Pardon, ma bonne ; Georges a voulu revenir à travers le bois ; les ronces et les épines ont déchiré ma robe, ma figure et mes mains. Et mon oncle m’a grondée.
Et Georges ?
Il n’a rien dit à Georges ; il l’a emmené dîner.
Mais est-ce que Georges n’a pas cherché à t’excuser ?
Non, ma bonne ; il n’a rien dit.
— C’est toujours comme ça, murmura la bonne ; c’est lui qui fait les sottises, elle est grondée, et lui n’a rien. »

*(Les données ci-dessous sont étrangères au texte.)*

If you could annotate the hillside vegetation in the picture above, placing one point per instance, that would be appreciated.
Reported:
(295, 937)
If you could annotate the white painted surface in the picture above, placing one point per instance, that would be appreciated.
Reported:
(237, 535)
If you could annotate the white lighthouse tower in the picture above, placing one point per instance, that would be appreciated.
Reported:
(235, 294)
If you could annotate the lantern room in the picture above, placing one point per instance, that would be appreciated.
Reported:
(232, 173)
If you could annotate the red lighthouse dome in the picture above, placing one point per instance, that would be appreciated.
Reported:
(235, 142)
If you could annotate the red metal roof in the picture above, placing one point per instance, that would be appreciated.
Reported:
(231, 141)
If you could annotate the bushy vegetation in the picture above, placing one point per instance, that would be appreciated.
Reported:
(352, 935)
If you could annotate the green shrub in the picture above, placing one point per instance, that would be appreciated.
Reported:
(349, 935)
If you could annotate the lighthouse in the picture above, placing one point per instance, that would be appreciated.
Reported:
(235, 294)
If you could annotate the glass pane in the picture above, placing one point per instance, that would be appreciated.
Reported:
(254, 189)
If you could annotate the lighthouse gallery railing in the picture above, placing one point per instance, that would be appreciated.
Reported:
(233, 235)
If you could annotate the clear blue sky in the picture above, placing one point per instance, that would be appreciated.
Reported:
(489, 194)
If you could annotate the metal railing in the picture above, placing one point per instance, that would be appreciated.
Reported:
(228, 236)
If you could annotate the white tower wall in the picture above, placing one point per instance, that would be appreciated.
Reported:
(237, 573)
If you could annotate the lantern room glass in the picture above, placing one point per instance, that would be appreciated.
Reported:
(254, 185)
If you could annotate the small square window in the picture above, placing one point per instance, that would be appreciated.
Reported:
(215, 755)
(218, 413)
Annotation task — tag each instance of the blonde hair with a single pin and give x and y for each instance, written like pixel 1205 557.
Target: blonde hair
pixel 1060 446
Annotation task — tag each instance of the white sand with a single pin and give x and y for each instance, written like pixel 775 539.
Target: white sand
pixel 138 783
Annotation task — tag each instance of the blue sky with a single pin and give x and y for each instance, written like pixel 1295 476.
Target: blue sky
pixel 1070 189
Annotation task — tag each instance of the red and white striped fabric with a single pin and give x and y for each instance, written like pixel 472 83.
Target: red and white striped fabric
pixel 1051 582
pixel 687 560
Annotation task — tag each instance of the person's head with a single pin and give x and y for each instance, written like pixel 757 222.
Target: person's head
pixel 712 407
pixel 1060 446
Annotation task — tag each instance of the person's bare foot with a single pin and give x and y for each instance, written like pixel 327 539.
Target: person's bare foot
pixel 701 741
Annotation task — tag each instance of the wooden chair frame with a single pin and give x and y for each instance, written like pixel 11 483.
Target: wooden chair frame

Pélagie débarbouilla le visage saignant de Geneviève, lui enleva quelques épines restées dans les égratignures, la changea de robe et l’envoya dans la salle à manger.
En traversant le vestibule, Geneviève fut étonnée de n’y plus trouver ni panier ni fraises ; les dalles en marbre blanc étaient nettoyées, lavées.
« Qui est-ce qui a nettoyé tout cela ? se demanda Geneviève. J’en suis bien aise tout de même, parce que mon oncle n’y pensera plus. Il n’aime pas qu’on salisse le vestibule, et il m’aurait encore grondée. »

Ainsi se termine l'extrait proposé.